So, I am struggling to maintain my claim that I am still, in fact, a “writer.” I journalled as a pre-teen and a teen. I took creative writing. I wrote essays using large and splendiferous thesuarus-worthy words. I was trained as a journalist…that’s a “writer,” right? Then I wrote for some newspapers. I wrote (and still sometimes write) for the magazine I edit now. And this organization keeps sending me to SFU courses: creative magazine writing, direct marketing copywriting, and the Write!Canada conference. I am even a “professional” member of the Word Guild. But since people keep asking me to edit, I have less and less creative hankering to be the one to put the words on the paper, rather than the one rearranging the words someone else put on the paper. I guess I should just stick to what I’m good at (which, I figure, is what people keep asking me to do: edit), but it feels funny to be trusted to edit other people’s work without them really knowing any of the material I used to “output” on a regular basis. Then again, it could be that my writing is actually so atrocious and nonsensical that my peers and bosses wouldn’t let me touch a blank piece of paper with a 10-foot pole. Hmmmm…..
However, other than journalling, I was never a “writer” by passion anyway. I only write when people ask me to . . . and even then, only when they offer me money to do it. You see, I am a “service provider,” a term I learned at work last year. I produce copy and ideas only when the aforementioned factors are present. I am not freelancer material as of yet (I still don’t understand how they live on such an unreliable income, especially with families . . . and no benefits!). I think it’s a trust issue. Working from home at my own pace would be ideal . . . but I don’t think I am trusting Christ enough to provide what I need. Clearly, I have control issues. I am also a realist (which is an optimistic definition of “pessimist,” really). Until I see income, I’m not counting on it.
Anyway, all that said, I am attempting to massage my writing muscles and have dug up this book I bought last year. Let’s see how many I do before I forget about it again. The author even gives basic rules for using this workbook. Why can’t everything have basic rules? Then I can decide whether I want to break them . . . or if I could even abide by them at all.
Basic Rules to Keep in Mind While You Are Writing (or to rebel against if that’s more to your liking).

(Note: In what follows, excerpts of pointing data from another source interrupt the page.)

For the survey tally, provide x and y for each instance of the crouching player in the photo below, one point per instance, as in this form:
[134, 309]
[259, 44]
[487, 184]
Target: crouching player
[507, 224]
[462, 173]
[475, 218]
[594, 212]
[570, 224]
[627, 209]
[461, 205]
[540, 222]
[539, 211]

Keep Writing: Don’t stop. If you hit a block, write the last word over and over until something new starts flowing from your pen. Usually it’s the word “and”. Write “and and and and and and and and” and soon you will be writing “and I am sick of writing the word and. I am also sick of … ” and you’re off and writing again!
Don’t Edit: Editing is left-brained work, and these exercises are right-brained fun. So don’t go back and cross out or change words. Keep moving forward. And don’t worry about spelling or grammar. There’s plenty of time for that later. Just make sure you can read it!
Let Yourself Go: Don’t worry about the end result. Give yourself permission to write junk. Don’t hold back. Don’t filter. Go on an adventure.
Be Specific: Use all your senses to describe things. Use your sense of smell to describe a cab, your sense of taste to describe a computer. The best way for readers to recall what you’ve written is to be specific: Not “toy”, but “plastic Batman figure missing an arm”.
Don’t Negate Your Work: Be proud of what you write. Know that the only rule is to fill the page, usually in 10 minutes … and you will have accomplished that!
Have Fun: Or maybe it’s time to get a new hobby!